1) Name three events that occurred in your life that you look back on occasionally and wonder how things might have turned out if you had done something different.

One I can think of right away was the choice of grad schools. I don't look back as if it was a life-altering experience, I simply wonder what might have been had I picked up and moved to either Boston (technically Waltham) or Baltimore, as I had the chance to do at Brandeis or Johns Hopkins. Different friends, possibly different relationships. (Come to think about it, I didn't have any romantic relationships at all, so anything would have been a change.) I'm happier where I am, but there's always what might have been.

A second might be my choice to attempt a career as an engineer.

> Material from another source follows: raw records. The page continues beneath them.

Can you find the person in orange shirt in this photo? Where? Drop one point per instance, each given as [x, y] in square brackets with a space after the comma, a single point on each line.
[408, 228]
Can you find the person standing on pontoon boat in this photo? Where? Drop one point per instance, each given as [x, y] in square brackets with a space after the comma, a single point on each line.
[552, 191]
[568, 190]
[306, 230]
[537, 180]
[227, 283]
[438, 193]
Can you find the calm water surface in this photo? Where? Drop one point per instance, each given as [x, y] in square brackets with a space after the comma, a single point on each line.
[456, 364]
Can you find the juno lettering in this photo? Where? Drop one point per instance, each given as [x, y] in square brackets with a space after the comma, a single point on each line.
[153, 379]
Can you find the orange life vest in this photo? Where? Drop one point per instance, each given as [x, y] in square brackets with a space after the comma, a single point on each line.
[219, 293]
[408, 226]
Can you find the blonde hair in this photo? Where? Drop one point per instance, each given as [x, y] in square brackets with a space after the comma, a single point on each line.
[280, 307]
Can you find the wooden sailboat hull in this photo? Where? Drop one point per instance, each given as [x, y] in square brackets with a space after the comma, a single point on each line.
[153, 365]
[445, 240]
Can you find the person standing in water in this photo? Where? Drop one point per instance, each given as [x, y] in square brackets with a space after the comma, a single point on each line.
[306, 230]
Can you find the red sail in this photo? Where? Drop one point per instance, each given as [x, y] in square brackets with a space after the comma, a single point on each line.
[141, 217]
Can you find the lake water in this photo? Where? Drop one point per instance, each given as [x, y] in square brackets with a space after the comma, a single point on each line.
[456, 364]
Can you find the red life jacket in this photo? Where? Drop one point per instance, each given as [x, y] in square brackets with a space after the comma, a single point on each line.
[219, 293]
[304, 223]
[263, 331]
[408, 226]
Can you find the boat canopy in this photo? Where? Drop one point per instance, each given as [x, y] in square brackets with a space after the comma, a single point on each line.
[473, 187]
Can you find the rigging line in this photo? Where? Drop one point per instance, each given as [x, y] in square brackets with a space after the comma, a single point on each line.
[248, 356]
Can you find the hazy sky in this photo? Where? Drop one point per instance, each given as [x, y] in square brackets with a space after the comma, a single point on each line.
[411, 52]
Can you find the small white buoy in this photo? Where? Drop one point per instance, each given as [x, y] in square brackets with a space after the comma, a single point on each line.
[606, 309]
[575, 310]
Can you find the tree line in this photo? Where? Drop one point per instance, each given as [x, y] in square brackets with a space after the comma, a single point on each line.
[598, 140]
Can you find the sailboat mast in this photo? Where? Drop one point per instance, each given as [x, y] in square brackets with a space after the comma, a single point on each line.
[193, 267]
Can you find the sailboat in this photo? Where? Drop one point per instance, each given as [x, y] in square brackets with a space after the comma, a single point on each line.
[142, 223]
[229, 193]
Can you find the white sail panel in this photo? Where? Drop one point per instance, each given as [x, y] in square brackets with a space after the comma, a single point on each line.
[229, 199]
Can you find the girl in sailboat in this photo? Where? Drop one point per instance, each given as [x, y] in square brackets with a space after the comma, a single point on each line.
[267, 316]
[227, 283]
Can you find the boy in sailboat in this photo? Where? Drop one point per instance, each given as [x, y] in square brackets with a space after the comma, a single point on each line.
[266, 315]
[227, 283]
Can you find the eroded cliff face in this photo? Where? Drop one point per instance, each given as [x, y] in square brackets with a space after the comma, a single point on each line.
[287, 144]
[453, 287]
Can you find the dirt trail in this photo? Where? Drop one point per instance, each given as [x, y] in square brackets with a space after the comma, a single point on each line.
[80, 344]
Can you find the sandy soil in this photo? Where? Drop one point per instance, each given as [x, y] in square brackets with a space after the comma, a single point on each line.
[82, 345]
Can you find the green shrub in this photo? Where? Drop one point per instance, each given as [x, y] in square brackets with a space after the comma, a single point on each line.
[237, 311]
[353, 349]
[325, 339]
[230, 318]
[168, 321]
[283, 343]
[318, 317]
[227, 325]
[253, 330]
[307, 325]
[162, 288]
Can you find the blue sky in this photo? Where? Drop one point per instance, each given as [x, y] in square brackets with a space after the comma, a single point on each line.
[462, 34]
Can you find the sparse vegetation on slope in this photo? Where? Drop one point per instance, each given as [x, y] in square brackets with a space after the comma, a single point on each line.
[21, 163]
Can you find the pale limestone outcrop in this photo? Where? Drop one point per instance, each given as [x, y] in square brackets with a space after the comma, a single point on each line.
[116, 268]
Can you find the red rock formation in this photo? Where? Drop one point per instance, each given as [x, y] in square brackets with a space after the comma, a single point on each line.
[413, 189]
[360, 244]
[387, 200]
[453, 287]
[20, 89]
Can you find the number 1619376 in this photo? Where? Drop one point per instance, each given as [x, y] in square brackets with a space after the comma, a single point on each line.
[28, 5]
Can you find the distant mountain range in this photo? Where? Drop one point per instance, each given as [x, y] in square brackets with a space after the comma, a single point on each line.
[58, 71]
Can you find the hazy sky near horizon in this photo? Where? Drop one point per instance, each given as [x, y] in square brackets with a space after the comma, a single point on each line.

I spent a year at an engineering school under the mistaken impression that I wanted a science career. My dad thought I'd be better off in a liberal arts school, which is in fact where I ended up, but I suspect I would have wondered for the rest of my life if I could have done it had I not tried. I'm glad I did, even if my dad had a point.

There's a couple of girls in my past, neither of whom I dated, that I still sometimes wonder about. One is a vague memory from second grade that I had 7 year old hots for, and the other is one from later who remains a friend. I did ask her, but she turned me down. Probably rightly so, but I still wonder sometimes.

2) If you could have lived in another time, what would it be? One stipulation--you have to be pretty much what you are right now--no going back in time and being Alexander the Great, no being Einstein or Moses or Casanova. If you’re a teacher, you’ll still be a teacher; a doctor, still a doctor; a car mechanic--well figure that one out on your own. You wouldn’t know the future, either--so no going back and betting on horse races and stuff. You would just be you, only in another time and place.

Hmmm. Hard to say when I'd want to go to, though I've developed a fondness for the Napoleonic Era. Archivist to Hammurabi?

3) What one aspect of your life, such as your family, job, social life, spiritual life, creative ability, etc., do you find most rewarding?

I suppose I should join the parade and say my kids, but rewarding may not be the right term for it yet. It's hard work, and I sometimes have a problem seeing the rewarding part of it. Though when I see them absorbing lessons (as when oldest voluntarily shared her loot from a treasure hunt with friends & sibling) it's easier to feel the reward. Personal fulfillment often comes to me from cooking, of all things. It's my one creative effort, and I like being able to eat the results.

Thursday, September 15, 2005

What's this?

Is that a Thursday Three I see? Didn't folks in my blog circle used to do such things many moons ago? Let's see if I still remember how to do this.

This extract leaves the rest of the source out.